In God's hands
Here's something I shared in church this morning:
For those of you who don't know me, my name is Heather, I'm married to Martin and we live with Sarah.
I have a medical condition called chronic fatigue syndrome. It's a somewhat controversial condition. Some medical people think that people with this condition have become convinced that they can't do things that they really can do - so to get better they need someone to make them do things that they think they can't manage. Other medical people think that CFS people have got something wrong in how with how their body works, and that pushing them to do things they can't do actually makes their health a lot worse. Probably they're both right - some people with these symptoms will get better if you push them, other people will get worse. For myself, I've had this condition for 10 years and I know that I get worse if I push myself to do more.
Anyway, last week I went to see some specialists about a different problem. While I was there, they kept on talking about my fatigue and trying to persuade me that I needed to push myself. They implied that my other problem wouldn't get better if I didn't do so. I got really angry and upset: they weren't specialists in this area, I've been properly diagnosed with chronic fatigue by people who know about the condition - why didn't they just mind their own business!!! And I was scared - I really wanted help with my other problem, but they didn't seem willing to help me unless I was willing to do things I knew would make me really sick.

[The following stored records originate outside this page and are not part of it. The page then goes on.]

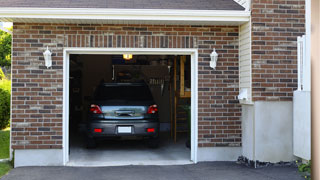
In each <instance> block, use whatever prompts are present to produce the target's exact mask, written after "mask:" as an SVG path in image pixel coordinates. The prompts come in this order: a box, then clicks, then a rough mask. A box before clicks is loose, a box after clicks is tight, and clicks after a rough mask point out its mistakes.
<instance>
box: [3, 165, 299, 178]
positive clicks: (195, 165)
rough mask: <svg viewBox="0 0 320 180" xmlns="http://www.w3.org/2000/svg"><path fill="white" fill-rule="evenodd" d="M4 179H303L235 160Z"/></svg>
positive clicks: (284, 167) (83, 170)
mask: <svg viewBox="0 0 320 180" xmlns="http://www.w3.org/2000/svg"><path fill="white" fill-rule="evenodd" d="M2 179H3V180H20V179H23V180H42V179H45V180H57V179H61V180H74V179H77V180H82V179H85V180H86V179H90V180H100V179H101V180H102V179H104V180H106V179H107V180H151V179H152V180H162V179H163V180H165V179H170V180H202V179H203V180H207V179H208V180H209V179H210V180H211V179H212V180H214V179H217V180H267V179H268V180H276V179H279V180H303V178H302V177H301V176H300V175H299V174H298V172H297V168H296V167H290V166H271V167H266V168H260V169H253V168H249V167H246V166H244V165H239V164H236V163H235V162H210V163H198V164H196V165H182V166H181V165H179V166H122V167H90V168H87V167H22V168H16V169H13V170H12V171H11V172H10V173H9V174H8V175H6V176H4V177H3V178H2Z"/></svg>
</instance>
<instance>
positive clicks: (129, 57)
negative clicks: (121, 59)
mask: <svg viewBox="0 0 320 180" xmlns="http://www.w3.org/2000/svg"><path fill="white" fill-rule="evenodd" d="M123 59H124V60H127V61H129V60H131V59H132V54H123Z"/></svg>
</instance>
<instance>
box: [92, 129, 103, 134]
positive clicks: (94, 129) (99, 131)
mask: <svg viewBox="0 0 320 180" xmlns="http://www.w3.org/2000/svg"><path fill="white" fill-rule="evenodd" d="M94 132H96V133H102V129H97V128H94Z"/></svg>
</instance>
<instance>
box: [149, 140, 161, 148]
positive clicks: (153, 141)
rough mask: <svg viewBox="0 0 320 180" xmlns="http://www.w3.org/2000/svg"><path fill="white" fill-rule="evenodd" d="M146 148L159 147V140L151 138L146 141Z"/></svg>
mask: <svg viewBox="0 0 320 180" xmlns="http://www.w3.org/2000/svg"><path fill="white" fill-rule="evenodd" d="M148 147H149V148H152V149H155V148H158V147H159V138H152V139H149V140H148Z"/></svg>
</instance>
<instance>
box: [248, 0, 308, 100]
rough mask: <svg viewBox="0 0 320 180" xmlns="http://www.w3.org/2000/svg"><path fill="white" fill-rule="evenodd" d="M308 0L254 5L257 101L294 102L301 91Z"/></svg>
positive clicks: (255, 68)
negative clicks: (302, 64)
mask: <svg viewBox="0 0 320 180" xmlns="http://www.w3.org/2000/svg"><path fill="white" fill-rule="evenodd" d="M304 4H305V1H304V0H253V1H252V85H253V89H252V90H253V92H252V96H253V100H254V101H291V100H292V96H293V91H294V90H296V89H297V43H296V41H297V36H301V35H303V34H305V28H304V24H305V16H304V13H305V10H304V8H305V7H304Z"/></svg>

After stewing about this for a day or two, I realised I needed to take it to God.
I started praying and acknowledged that I was in His hands - He is the one who is my real help, not the medical people. As I spent time with God, I realised something else. I was partly upset because I felt that the attitude of the specialists I'd seen meant that I might not be able to get any help from them with my other problem, but I realised that that wasn't the main reason. The main thing that actually upset me was that they had offended my pride.
I believe that I'm a strong person who's coping very well with a really challenging illness and I'm proud of that. When they seemed to see me instead as someone who's all scared and weak, I was offended and angry. When I realised that, I had to repent of that. Repent of the pride and also repent of putting my self-worth in their good opinion, rather than in who I am in God.
Having done that, God showed me something else. The other reason I was so upset was because, whenever something like this happens, I have a sneaky fear that maybe they're right: maybe there isn't anything really wrong with me and I've brought all my problems on myself by just being too scared to push myself. Ten years of my life spent mostly bed ridden for no good reason is a pretty scary thought!! So I spent some time talking to God about that one, too - just acknowledging that fear and allowing myself to be reminded that, whether or not my CFS is 'real', it's God who's in charge of my life.
After taking all that to God and talking it over with Him I was finally calm again. I may not be able to get the help I want from these specialists, but I know that I'm safe in God's hands never-the-less. Whenever the upsetness has started to come back, I've reminded myself of that.